Yes, I know, Bibiji. Airport cab's arriving in a few minutes. If |they send an Indian driver he won't mind waiting a bit, and if he's from our area of India we'll have a nice long talk in Punjabi all the way to Lester Pearson. You heated the milk, Bibiji? I can't drink that — Omigod, with sugar! I keep saying I like it cold. Yes, Canadian way. OK, give it here — don't look like that.

Where's the computer? Yes, I have to carry it. Achcha, on the luggage cart, then. No, it's not that heavy, Bibiji — how you fuss. It's the-top-of-the-line-Compaq. What? Yes, I have my make-up powder packed away.

Haanji, yes, I will be home tonight. Windsor is very close, Bibiji. Tell Bhaiya hello when he comes home from the factory. He'll be asleep by the time I come in. Awright, Saala kahin ka! Bye, Bibiji. Have a good day. Keep busy — talk to Masi on the phone, all right?

BIBIJI

She's not all that young, you know. Twenty-four, she's going to be. Eat your dal, I made it special strength today because the talk is serious. All day at the factory. You must be tired, son. But listen — don't say you've heard me before — this time I'm serious.

I ask you, is it decent for a not-married girl to go travelling all over Canada, computer or no computer, ji? And when her brother is not a nobody on the street but a foreman in Metal Products and Co. Don't tell me it is a small factory. Your masi's son — he's not even a foreman, just a welder. He was never very bright.

Haan, where was I? Your sister, son. Everything till now has been good. First you got us immigration here, she did her classes at the Polytechnic. But now I don't like this too-much freedom. I'm telling you something bad will happen. Now she's talking of buying a car — did she ask you? No. She says, “I need a car — I think I will buy one.” And she's gone to the dealers, looking, you know.

Beta, I know they won't allow her to wear salwar kameez in her big company, but now she won't wear it in the evening either. Says it is too much “hassle.” I tell you, this is not good and something has to be done.

Are you listening? Eat some baigan. It's your favourite, no? What I am saying, beta, is that it is your duty to find her a proper match. A boy from a good family. But then I was thinking — when do you have the time, all day working. So I think if you write a letter to my brother in India and ask him to find a decent family — Jat Sikh, of course — I am sure he will do the needful. She's got a fair complexion, send a picture.

See, I made kheer. It's your favourite, no? Best basmati rice, I used. Will you promise to write? I know you love your sister…

PIYA

Four weeks since I was hired at the accounting firm, but even if it had been four years I doubt if my behaviour would have been forgiven. Company party, yesterday. Open bar, then they planned a sit-down dinner complete with motivational speeches.

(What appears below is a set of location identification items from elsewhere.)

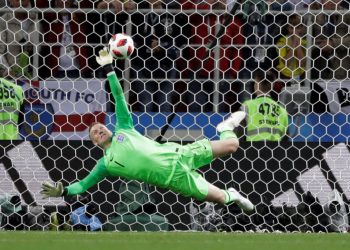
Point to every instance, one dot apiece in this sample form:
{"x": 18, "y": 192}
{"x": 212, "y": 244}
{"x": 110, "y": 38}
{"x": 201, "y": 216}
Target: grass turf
{"x": 170, "y": 240}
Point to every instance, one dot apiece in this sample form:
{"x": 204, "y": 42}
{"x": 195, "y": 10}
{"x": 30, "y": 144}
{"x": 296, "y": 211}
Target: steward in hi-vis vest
{"x": 266, "y": 119}
{"x": 11, "y": 100}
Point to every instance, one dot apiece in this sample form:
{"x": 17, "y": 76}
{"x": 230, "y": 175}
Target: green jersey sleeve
{"x": 96, "y": 175}
{"x": 124, "y": 119}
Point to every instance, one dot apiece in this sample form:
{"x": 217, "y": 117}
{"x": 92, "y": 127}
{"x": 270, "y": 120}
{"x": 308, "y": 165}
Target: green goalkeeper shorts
{"x": 186, "y": 180}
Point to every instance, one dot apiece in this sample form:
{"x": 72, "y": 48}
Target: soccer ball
{"x": 121, "y": 46}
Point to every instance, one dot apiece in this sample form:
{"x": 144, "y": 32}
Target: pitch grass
{"x": 170, "y": 240}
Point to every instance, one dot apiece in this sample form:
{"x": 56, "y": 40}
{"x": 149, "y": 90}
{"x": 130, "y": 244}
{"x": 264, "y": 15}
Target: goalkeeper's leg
{"x": 228, "y": 196}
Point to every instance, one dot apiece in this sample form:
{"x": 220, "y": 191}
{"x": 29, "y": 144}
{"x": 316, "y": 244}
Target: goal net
{"x": 178, "y": 90}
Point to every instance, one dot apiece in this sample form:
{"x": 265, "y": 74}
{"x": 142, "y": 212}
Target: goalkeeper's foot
{"x": 242, "y": 202}
{"x": 232, "y": 122}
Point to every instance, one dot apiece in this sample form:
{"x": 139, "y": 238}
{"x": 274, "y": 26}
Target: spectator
{"x": 11, "y": 109}
{"x": 291, "y": 48}
{"x": 158, "y": 40}
{"x": 65, "y": 51}
{"x": 332, "y": 41}
{"x": 203, "y": 68}
{"x": 18, "y": 37}
{"x": 266, "y": 119}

Just before dinner, some old fellow with a red face and white hair stands up at the next table and says, “Please stand for a toast to the Queen.” I thought I heard wrong. Stand for a toast to whom? The people at my table began to rise to their feet. My boss nudged me — “All rise for a toast to Her Majesty.” My face flamed red. I finally understood what they wanted me to do. They wanted me to stand and toast the British Queen, the symbol of the empire my grandfathers fought against for independence, the one whose line had sent my grandfathers to prison.